Giordino shook his head slowly, wonderingly, from side to side. It would have been the easiest thing in the world to cross Pitt's idea off to a hallucination, lie back on the ground, and let death peacefully carry him off to oblivion. The temptation was overwhelming. But deep inside him beat a heart that wouldn't quit and a brain that could not die without a fight. With the effort of a sick man lifting a heavy weight, he heaved himself to his feet and spoke, his words slurred from fatigue and overexposure to the heat.

"No sense in laying around here feeling sorry for ourselves. You remove the wing mounts and I'll disassemble the wheels."

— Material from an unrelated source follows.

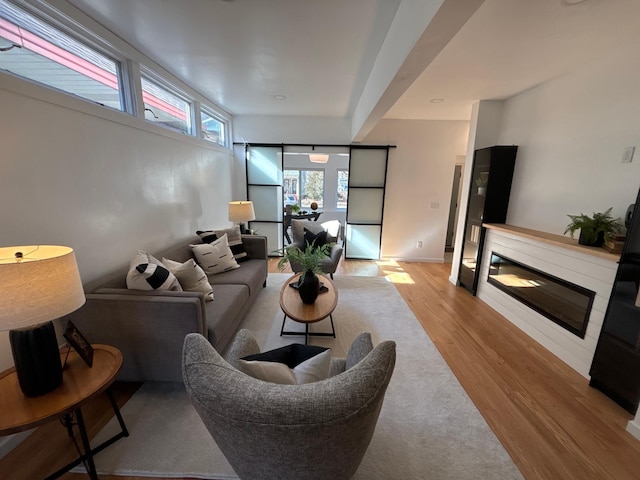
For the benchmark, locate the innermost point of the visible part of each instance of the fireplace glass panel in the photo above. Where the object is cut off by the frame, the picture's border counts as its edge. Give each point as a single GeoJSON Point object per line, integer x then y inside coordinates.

In the shade of one wing Pitt outlined his concept for building a land yacht, using bits and pieces from the old aircraft. Incredibly simple in scope, it was a plan born in a desert crypt by men who were dead but refused to accept it. To construct the craft they would have to reach even deeper within themselves to find the strength they thought was long gone.

Land sailing was nothing new. The Chinese used it two thousand years ago. So did the Dutch who raised sails on lumbering wagons to move small armies. American railroaders often built small carts with sails to breeze along tracks across the prairies. The Europeans turned it into a sport on their resort beaches in the early 1900s, and then it was only a matter of time before Southern California hot-rodders, racing their souped-up cars across the Mojave Desert's dry lakes, picked up on the idea, eventually holding organized racing events that drew participants from around the world who attained speeds close to 145 kilometers or 90 miles an hour.

Using the tools Pitt found in the cockpit, he and Giordino tackled the easiest jobs during the broiling afternoon and took on the heavier tasks in the cool of the evening. For men whose favorite pastimes were restoring old classic cars and airplanes the work went smoothly and efficiently with little wasted motion to conserve what little energy they had left.

They remembered little about their efforts as they worked fervently toward a finality, driving themselves without rest, talking little because their swollen tongues and dust-dry mouths made it difficult. The moon lit their activities, casting their animated shadows against the bank of the ravine.